Day one of the tournament came and as I fished my location I quickly learned that my fish had changed and they were not biting, and after spending five hours fishing that area I was unsure if they were still there. I had wasted five hours of my day doing exactly what I said I would never do again, not fish the moment and let the fish tell me what was going on. I made a move late in the day and I was able to scramble and catch three fish. It seemed what I had figured out had disappeared and that Day Two looked like it was going to be a real challenge. The only promising thing was that I left an area at the end of the day with a strong frog bite going on. 

I returned to camp that evening and re-tied for a topwater grass bite and I was going to work that area hard to make a comeback and get some points in place for the 2016 Championship. As I finished getting ready the park ranger passed by and told me that there were strong storms and a tornado warning for the evening and night. Right then the winds came along with a storm. I laid in bed that evening thinking my frog bite was probably going to be gone, just then this article came into my head and I reflected back at what I might have to do to catch fish tomorrow. I was not going to worry I was going to look at my areas and let mother nature tell me what I needed to do to catch fish. 

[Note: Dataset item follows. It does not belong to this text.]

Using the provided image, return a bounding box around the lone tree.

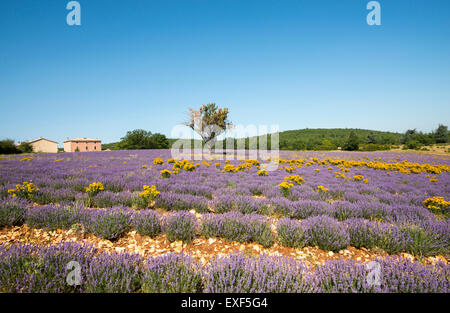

Day two came and the water was turned up and looked like chocolate milk as I arrived at my frog spot, I could not even see the grass in the area which I knew was there. By looking at that area I knew the bite would be horrible, I also knew fish were still there. It was a hard decision but I left that area and started on new water where I thought I could catch fish. That day I never really produced a pattern. I just relaxed and fished. I was able to land four nice fish as the day came to an end. Each fish came on a different lure that I fished when the moment felt right. Catching fish on a horny toad, frog, chatterbait and a spinnerbait. I did not have the finish I was hoping to start my season off with in the first event but once again I taught myself something and each time I am able to learn something from an event it will only make me a better competitor. 

My next Costa event is in July out of Clayton, NY and I look forward to fishing my home water chasing giant smallmouth!

 Don't chase your dreams....catch them!!!